Alternative splicing reprogramming in fungal pathogen Sclerotinia sclerotiorum at different infection stages on Brassica napus

Abstract

Alternative splicing (AS) is an important post-transcriptional mechanism promoting the diversity of transcripts and proteins to regulate various life processes in eukaryotes. Sclerotinia stem rot is a major disease of Brassica napus caused by Sclerotinia sclerotiorum, which causes severe yield loss in B. napus production worldwide. Although many transcriptome studies have been carried out on the growth, development, and infection of S. sclerotiorum, the genome-wide AS events of S. sclerotiorum remain poorly understood, particularly at the infection stage. In this study, transcriptome sequencing was performed to systematically explore the genome-scale AS events of S. sclerotiorum at five important infection stages on a susceptible oilseed rape cultivar. A total of 130 genes were predicted to be involved in AS from the S. sclerotiorum genome, among which 98 genes were differentially expressed and may be responsible for AS reprogramming for its successful infection. In addition, 641 differential alternative splicing genes (DASGs) were identified during S. sclerotiorum infection, accounting for 5.76% of all annotated S. sclerotiorum genes, and 71 DASGs were commonly found at all the five infection stages. The most dominant AS type of S. sclerotiorum was found to be retained introns or alternative 3' splice sites. Furthermore, the resultant AS isoforms of 21 DASGs became pseudogenes, and 60 DASGs encoded different putative proteins with different domains. More importantly, 16 DASGs of S. sclerotiorum were found to have signal peptides and possibly encode putative effectors to facilitate the infection of S. sclerotiorum. Finally, about 69.27% of DASGs were found to be non-differentially expressed genes, indicating that AS serves as another important way to regulate the infection of S. sclerotiorum on plants besides the gene expression level. Taken together, this study provides a genome-wide landscape for the AS of S. sclerotiorum during infection as well as an important resource for further elucidating the pathogenic mechanisms of S. sclerotiorum.

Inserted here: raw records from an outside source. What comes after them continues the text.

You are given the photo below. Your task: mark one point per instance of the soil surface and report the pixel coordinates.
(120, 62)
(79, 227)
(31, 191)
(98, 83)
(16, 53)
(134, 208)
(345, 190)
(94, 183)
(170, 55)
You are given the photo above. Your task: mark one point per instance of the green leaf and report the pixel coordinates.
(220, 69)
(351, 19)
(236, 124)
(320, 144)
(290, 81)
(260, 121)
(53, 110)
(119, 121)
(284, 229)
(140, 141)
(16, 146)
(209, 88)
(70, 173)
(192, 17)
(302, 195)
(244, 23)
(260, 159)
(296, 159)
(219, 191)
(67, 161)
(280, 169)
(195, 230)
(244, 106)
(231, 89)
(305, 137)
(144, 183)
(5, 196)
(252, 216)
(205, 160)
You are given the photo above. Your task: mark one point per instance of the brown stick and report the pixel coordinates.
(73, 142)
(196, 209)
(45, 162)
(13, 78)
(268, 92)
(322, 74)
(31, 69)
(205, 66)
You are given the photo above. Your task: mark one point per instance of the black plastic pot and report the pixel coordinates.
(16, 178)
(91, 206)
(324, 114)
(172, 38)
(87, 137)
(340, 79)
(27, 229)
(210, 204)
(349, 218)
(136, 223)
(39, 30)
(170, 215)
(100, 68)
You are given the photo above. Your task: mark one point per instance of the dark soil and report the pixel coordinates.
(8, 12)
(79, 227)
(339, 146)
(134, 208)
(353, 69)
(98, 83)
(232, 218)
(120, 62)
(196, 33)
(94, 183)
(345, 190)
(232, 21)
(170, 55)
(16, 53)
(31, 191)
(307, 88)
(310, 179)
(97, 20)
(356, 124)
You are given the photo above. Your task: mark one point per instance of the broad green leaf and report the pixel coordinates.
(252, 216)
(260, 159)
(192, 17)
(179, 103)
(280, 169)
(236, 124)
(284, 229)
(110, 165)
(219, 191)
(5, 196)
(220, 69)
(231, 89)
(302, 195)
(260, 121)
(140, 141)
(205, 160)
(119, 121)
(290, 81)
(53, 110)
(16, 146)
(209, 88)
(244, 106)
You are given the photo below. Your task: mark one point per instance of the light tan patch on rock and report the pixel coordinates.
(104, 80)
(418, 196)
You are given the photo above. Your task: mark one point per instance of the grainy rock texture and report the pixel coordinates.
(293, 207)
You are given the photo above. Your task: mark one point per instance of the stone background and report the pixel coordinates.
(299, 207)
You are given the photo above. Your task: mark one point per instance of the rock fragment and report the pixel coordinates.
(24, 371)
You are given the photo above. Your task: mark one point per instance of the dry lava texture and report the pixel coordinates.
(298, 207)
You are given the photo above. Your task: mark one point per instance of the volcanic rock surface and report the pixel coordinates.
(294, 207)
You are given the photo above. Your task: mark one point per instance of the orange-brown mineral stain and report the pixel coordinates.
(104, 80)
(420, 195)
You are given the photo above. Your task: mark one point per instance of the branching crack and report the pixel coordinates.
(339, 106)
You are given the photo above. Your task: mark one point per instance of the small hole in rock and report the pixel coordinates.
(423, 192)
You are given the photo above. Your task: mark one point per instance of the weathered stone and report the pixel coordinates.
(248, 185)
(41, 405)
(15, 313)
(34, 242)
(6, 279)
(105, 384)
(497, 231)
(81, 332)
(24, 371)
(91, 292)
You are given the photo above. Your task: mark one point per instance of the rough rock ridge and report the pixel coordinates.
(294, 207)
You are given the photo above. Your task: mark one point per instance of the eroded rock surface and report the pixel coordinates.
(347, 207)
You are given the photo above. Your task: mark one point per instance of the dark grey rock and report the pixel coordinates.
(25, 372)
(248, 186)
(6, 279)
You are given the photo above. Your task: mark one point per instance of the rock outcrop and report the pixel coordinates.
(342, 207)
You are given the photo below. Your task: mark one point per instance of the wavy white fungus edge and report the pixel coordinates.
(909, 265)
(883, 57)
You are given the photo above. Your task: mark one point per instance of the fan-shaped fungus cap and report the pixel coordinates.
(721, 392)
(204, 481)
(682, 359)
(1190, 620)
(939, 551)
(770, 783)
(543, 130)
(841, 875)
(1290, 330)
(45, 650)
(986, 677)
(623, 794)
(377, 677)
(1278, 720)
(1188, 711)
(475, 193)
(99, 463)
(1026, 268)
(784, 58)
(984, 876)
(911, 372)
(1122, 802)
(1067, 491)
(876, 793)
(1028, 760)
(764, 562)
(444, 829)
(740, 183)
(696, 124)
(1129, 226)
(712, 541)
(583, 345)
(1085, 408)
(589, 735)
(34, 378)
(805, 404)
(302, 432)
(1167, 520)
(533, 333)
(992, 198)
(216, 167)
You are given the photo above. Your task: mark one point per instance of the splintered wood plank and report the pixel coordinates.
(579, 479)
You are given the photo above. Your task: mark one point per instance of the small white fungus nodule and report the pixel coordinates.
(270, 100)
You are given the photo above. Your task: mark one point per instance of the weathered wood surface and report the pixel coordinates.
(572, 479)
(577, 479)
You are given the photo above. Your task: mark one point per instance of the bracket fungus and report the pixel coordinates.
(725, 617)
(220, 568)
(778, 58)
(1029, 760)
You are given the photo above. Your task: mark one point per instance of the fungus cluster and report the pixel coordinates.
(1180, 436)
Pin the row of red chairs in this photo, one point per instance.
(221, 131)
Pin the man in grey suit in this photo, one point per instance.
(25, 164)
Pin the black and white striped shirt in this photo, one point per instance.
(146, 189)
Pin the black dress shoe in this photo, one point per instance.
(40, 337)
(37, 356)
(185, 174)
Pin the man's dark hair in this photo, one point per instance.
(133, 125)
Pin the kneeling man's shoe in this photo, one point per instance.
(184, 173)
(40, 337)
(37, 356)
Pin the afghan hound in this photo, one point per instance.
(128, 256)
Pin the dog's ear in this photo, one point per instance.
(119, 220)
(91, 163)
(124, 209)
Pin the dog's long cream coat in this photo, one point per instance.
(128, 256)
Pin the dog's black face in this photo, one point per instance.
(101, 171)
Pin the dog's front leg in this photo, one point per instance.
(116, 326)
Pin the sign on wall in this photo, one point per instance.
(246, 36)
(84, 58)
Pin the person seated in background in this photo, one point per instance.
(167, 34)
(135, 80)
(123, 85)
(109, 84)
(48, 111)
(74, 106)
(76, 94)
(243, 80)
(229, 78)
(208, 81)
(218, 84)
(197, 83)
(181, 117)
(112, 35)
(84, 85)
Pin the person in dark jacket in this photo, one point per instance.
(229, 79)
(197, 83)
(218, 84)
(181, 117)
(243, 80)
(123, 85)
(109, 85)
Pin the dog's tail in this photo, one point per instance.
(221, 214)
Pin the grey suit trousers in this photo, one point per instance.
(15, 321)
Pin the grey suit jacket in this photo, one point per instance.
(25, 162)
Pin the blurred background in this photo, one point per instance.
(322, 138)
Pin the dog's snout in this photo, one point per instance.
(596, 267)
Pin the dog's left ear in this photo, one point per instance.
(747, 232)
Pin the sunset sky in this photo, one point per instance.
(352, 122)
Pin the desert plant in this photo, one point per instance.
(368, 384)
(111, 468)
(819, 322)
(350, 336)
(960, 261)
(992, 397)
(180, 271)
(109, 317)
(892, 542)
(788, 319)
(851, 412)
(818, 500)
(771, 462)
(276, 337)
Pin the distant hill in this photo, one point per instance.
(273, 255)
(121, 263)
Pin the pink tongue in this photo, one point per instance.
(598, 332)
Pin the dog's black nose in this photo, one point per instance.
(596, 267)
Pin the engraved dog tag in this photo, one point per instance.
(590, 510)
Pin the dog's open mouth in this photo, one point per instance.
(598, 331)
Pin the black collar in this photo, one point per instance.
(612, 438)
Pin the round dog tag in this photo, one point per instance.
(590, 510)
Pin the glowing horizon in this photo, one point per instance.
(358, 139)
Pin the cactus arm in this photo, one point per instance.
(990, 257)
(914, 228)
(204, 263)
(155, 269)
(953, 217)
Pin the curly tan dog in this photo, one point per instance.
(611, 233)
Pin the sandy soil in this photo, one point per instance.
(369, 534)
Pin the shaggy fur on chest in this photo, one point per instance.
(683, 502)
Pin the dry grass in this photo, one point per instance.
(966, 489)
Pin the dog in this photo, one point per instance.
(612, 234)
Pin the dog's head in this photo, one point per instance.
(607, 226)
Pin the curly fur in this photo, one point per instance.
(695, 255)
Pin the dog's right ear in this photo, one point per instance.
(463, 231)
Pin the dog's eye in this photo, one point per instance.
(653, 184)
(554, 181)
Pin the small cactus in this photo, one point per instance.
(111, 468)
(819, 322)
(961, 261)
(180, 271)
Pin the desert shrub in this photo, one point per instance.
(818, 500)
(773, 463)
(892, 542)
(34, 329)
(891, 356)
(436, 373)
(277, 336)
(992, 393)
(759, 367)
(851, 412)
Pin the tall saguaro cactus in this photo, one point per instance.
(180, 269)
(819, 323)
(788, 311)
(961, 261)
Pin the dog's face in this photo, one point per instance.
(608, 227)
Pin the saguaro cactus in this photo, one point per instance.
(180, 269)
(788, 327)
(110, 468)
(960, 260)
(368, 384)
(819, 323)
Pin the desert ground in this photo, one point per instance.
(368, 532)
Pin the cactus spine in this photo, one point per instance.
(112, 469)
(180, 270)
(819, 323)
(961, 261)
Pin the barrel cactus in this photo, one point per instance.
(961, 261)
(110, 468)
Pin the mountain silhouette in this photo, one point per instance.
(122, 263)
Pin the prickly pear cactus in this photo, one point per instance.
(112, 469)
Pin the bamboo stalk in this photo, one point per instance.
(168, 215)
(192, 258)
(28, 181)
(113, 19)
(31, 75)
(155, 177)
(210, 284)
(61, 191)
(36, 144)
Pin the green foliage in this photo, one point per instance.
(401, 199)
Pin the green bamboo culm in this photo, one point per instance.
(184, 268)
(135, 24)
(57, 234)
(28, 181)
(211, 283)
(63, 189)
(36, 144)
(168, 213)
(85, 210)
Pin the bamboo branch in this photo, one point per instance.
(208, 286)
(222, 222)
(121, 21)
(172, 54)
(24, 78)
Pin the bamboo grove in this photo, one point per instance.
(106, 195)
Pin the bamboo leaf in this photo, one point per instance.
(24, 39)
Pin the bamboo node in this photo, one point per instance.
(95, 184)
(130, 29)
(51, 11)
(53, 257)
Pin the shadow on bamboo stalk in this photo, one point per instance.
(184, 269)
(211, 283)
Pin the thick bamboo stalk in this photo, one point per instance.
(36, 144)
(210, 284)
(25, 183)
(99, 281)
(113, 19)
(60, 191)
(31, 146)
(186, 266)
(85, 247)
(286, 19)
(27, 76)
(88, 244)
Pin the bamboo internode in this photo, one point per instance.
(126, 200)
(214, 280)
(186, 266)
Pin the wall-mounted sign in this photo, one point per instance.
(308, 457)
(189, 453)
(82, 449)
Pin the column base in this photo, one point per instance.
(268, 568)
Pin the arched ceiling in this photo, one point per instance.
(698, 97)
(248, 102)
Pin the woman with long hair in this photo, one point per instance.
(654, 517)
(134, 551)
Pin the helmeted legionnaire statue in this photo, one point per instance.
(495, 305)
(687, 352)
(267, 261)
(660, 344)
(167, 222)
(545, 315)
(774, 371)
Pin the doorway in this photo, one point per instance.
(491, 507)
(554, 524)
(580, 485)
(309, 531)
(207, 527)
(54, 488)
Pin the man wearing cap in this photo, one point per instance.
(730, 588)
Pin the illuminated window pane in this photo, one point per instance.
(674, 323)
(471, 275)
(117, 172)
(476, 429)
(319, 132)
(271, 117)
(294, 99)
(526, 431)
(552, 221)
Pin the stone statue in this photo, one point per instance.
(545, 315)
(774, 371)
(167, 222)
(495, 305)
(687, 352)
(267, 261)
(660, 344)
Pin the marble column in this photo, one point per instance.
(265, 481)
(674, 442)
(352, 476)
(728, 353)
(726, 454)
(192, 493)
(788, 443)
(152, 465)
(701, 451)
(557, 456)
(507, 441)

Keywords: Sclerotinia sclerotiorum; alternative splicing; reprogramming; secreted proteins; transcriptome sequencing.

Figure 1

RNA-seq data validation by quantitative real-time PCR (qRT-PCR). The qRT-PCR results are presented as relative expression using actin as a reference gene. The expression levels are presented as the mean of three biological replicates, and the error bars show the standard deviation.

Figure 2

Expression patterns of splicing‐related genes during S. sclerotiorum infection on Brassica napus. The gene ID of splicing factors is listed in the heat map. Blue to red indicate gene expression values from low to high. Z score normalization was applied for the transcription levels of genes at all stages. Cluster analysis was performed using the R package pheatmap.

Figure 3

Differential alternative splicing genes (DASGs) and differentially expressed genes (DEGs) in S. sclerotiorum at different infection stages. (A) Number of different types of differentially expressing events and corresponding genes identified in different infected samples. A3SS, alternative 3′ splice site; A5SS, alternative 5′ splice site; ES, exon skipping; RI, retained intron; MXE, mutually exclusive exon. (B) Venn diagram of the overlap of DEGs and DASGs.

Figure 4

Differential alternative splicing genes (DASGs) with modified functions in S. sclerotiorum. (A) Fifteen most frequently modified domains in DASGs. (B) The network was constructed using STRING (https://string-db.org/). There are 41 protein nodes and 73 protein–protein association edges in the network. Seven differently colored lines represent the types of evidence used in predicting associations. Light blue line, database evidence; purple line, experimental evidence; green line, neighborhood evidence; blue line, co-occurrence evidence; yellow line, text mining evidence; black line, co-expression evidence; and dark blue lines, protein homology evidence.

Figure 5

Modified functions of secreted protein-coding genes by alternative splicing (AS) in S. sclerotiorum. (A) The expression patterns of the secreted protein-coding genes undergo AS. (B) Schematic representation of Sscle_04g035680 produced by AS. The blue boxes and polylines indicate the exons and introns, respectively. The red boxes, green boxes, and yellow box indicates the signal peptides, WSC domains, and transmembrane domain, respectively.